The technical reconnaissance bases (previously known as bureaus), or TRBs, are the numerous detachments hailing from the legacy structures of the PLA’s signals intelligence setup. Most of them have been reorganised into the theatre commands and are responsible for various cyber missions. The TRBs rely on a mixture of bespoke toolchains and toolchains shared with contractors and the MSS. One example is ShadowPad, which is thought to be behind one of China’s first known prepositioning operations, RedEcho. RedEcho was discovered in the Indian power grid in 2021 during the height of the Indo-China border standoff and is most likely the handiwork of a TRB under the Western Theatre Command.
A de-clustering of Chinese cyber operations undertaken for groups active in China’s near abroad and associated with the PLA was able to link intrusions to TRBs. According to this analysis, which was based on commercially available and open-source intelligence, the ‘Tonto Team’ was related to Unit 65016, a TRB of the Northern Theatre Command; ‘Naikon’ was linked to the Southern Theatre Command; and ‘Tick’ was related to Unit 61419, which is likely a TRB directly under the SSF.
There has been some debate among the experts about how the TRBs fit into the joint command structure of the theatre commands and the SSF. However, the consensus is that because the theatre commanders have managed to remain the foci in a slow-changing bureaucracy, most TRBs are more closely associated with them than with the SSF.
This is the assumption that the Volt Typhoon disclosure seems to challenge. It was undoubtedly a strategic operation and its prepositioning extends far beyond China’s near abroad. Its scope is a sign that the integration of joint information warfare forces into the PLA has matured. The military cyber elements seem to have been extricated from the stovepipes of the theatre commands and are ready to produce strategic effects extending beyond the Indo-Pacific. And the integration isn’t just militaristic but also political: the PLA is the Chinese Communist Party’s army. Strategic cyber operations are directly sanctioned by the Central Military Commission and ultimately authorised by Xi.
An alternative hypothesis is that the MSS or a team of contractors were tasked with gathering intelligence to prepare for a future battlefield. The MSS and its privateers have gone beyond their remit in the past. The 2020–21 exploitation of Microsoft Exchange, for example, which aggressively targeted many Western organisations, is thought to have been orchestrated by a regional bureau of the MSS and so wouldn’t have gone through PLA channels to the top.

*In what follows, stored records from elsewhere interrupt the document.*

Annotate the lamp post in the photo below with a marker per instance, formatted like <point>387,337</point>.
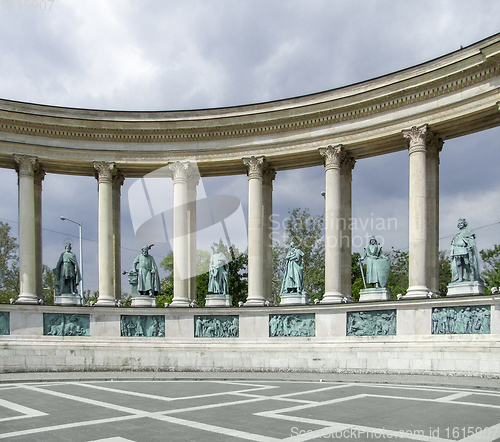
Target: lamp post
<point>63,218</point>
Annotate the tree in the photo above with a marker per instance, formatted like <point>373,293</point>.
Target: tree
<point>306,231</point>
<point>491,264</point>
<point>9,265</point>
<point>237,278</point>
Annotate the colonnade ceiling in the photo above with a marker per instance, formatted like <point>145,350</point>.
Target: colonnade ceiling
<point>456,94</point>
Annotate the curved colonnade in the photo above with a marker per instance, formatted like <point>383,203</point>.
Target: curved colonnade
<point>416,109</point>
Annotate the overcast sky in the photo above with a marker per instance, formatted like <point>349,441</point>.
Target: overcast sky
<point>170,55</point>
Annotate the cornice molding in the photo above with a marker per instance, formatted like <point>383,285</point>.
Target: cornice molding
<point>358,105</point>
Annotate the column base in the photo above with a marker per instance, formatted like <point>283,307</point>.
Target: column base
<point>335,298</point>
<point>294,299</point>
<point>255,302</point>
<point>183,303</point>
<point>417,292</point>
<point>68,300</point>
<point>374,294</point>
<point>468,288</point>
<point>218,301</point>
<point>27,298</point>
<point>143,301</point>
<point>106,302</point>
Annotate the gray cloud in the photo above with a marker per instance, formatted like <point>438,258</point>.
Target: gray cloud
<point>153,55</point>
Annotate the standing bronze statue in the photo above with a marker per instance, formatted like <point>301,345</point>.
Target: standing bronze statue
<point>67,273</point>
<point>148,280</point>
<point>464,255</point>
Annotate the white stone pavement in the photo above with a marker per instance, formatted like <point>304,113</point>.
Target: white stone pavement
<point>214,409</point>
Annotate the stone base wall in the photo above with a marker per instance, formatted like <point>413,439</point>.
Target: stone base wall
<point>412,347</point>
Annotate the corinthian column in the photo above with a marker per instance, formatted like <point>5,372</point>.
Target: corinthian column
<point>39,176</point>
<point>117,235</point>
<point>26,169</point>
<point>333,156</point>
<point>180,240</point>
<point>105,176</point>
<point>255,231</point>
<point>193,180</point>
<point>434,146</point>
<point>417,277</point>
<point>346,166</point>
<point>267,200</point>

That said, the Chinese cyber apparatus also relies on decentralisation and outsourcing to maintain deniability. And while the Volt Typhoon intrusion could have been the result of private contractors’ reckless manoeuvring, such a move would have been deemed risky by the Chinese political establishment, which is keenly aware of the risk of escalation in cyber operations.
The intelligence that has trickled through from the Five Eyes points to interesting doctrinal and strategic developments in the Chinese cyber establishment, especially the extent and success of its integration with the PLA. A rigorous, transparent assessment by interdisciplinary experts, aided by governments, is required to fully understand these developments and their potential consequences.